If you’re reading this and considering adding a cat or dog to your family, I urge you to look beyond a romanticized breed. I urge you to go to your local shelter. I urge you to save a life instead of purchasing one. I urge you to adopt. (Hell, you may even save a few hundred—if not thousand—dollars!)
Of all the dogs I have fostered and eventually let go of, leaving these two gentle giants was the hardest. I only had a few hours with them before finding their home. I wanted more. But I had done my job and it was time to let go. And so, I did. While I still think about them, hoping they’re happy, missing their grateful faces as I hand fed them treats, I know I did the best I could.

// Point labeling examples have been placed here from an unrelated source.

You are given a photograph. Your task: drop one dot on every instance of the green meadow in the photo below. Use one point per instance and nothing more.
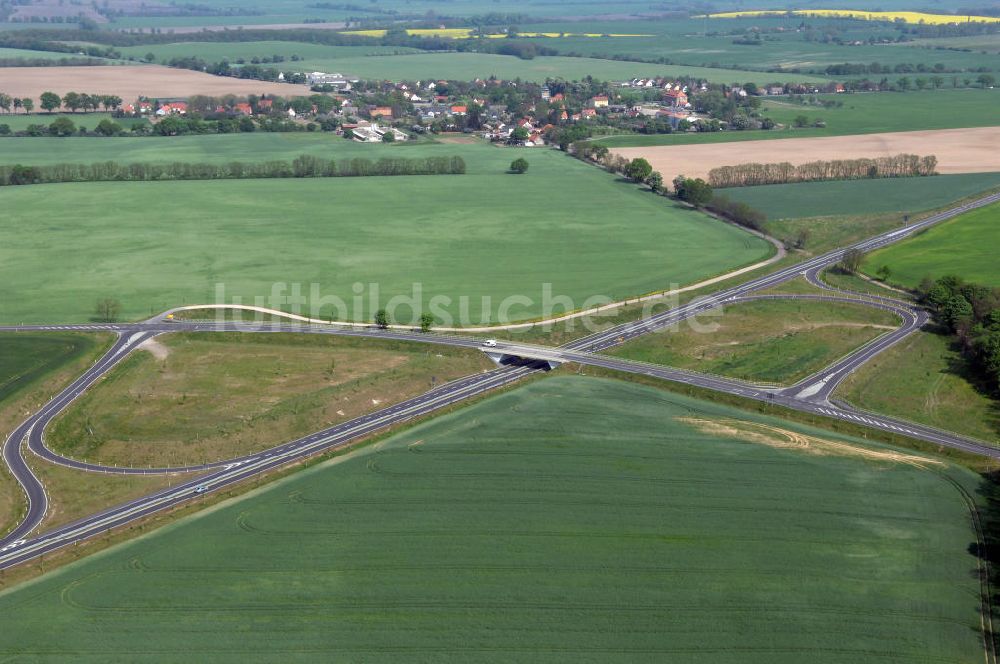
(469, 241)
(964, 246)
(867, 113)
(536, 526)
(467, 66)
(857, 197)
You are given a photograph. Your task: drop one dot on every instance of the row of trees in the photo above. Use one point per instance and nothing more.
(50, 101)
(693, 191)
(972, 313)
(747, 175)
(303, 166)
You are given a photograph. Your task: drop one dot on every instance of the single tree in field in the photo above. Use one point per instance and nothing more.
(50, 101)
(851, 262)
(638, 170)
(695, 191)
(655, 181)
(62, 126)
(108, 310)
(72, 101)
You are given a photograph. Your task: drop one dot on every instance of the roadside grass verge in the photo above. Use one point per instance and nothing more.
(420, 526)
(204, 397)
(33, 367)
(965, 246)
(771, 341)
(924, 379)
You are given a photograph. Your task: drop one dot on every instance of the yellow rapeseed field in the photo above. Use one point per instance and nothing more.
(907, 17)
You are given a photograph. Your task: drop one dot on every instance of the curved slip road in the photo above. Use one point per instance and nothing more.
(15, 549)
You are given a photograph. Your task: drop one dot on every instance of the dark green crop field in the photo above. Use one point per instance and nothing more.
(576, 519)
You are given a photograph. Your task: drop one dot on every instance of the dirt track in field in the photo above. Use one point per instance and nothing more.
(130, 82)
(974, 150)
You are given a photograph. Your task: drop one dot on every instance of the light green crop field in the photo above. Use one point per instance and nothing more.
(20, 122)
(466, 66)
(965, 246)
(772, 341)
(866, 113)
(231, 51)
(485, 234)
(535, 525)
(6, 53)
(921, 379)
(856, 197)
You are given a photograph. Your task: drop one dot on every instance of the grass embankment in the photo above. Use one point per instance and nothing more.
(872, 561)
(924, 379)
(209, 397)
(869, 113)
(33, 367)
(965, 246)
(779, 341)
(464, 238)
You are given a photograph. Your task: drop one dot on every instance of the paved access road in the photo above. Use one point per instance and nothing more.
(810, 395)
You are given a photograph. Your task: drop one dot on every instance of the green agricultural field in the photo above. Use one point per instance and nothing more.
(485, 234)
(8, 53)
(205, 397)
(467, 66)
(921, 379)
(20, 122)
(965, 246)
(857, 197)
(711, 43)
(534, 525)
(779, 341)
(233, 51)
(860, 114)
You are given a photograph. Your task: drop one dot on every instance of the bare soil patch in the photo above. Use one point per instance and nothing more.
(130, 82)
(975, 150)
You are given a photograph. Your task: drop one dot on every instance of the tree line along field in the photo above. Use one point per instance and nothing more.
(483, 234)
(923, 379)
(964, 246)
(860, 113)
(858, 197)
(534, 525)
(708, 42)
(21, 121)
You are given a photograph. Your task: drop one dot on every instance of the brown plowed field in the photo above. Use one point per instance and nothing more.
(130, 82)
(958, 151)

I have fostered 20 dogs. And of those 20 dogs I have rehomed 18, adopted one, and lost one. I cried when I let each of them go. I keep in touch with some of their adopters. I still think about each and every one of them nearly every day. I still tear up occasionally thinking about them. But I will take all of the tears in the world if it means they never have to wonder where their next meal is coming from because they are finally safe and loved.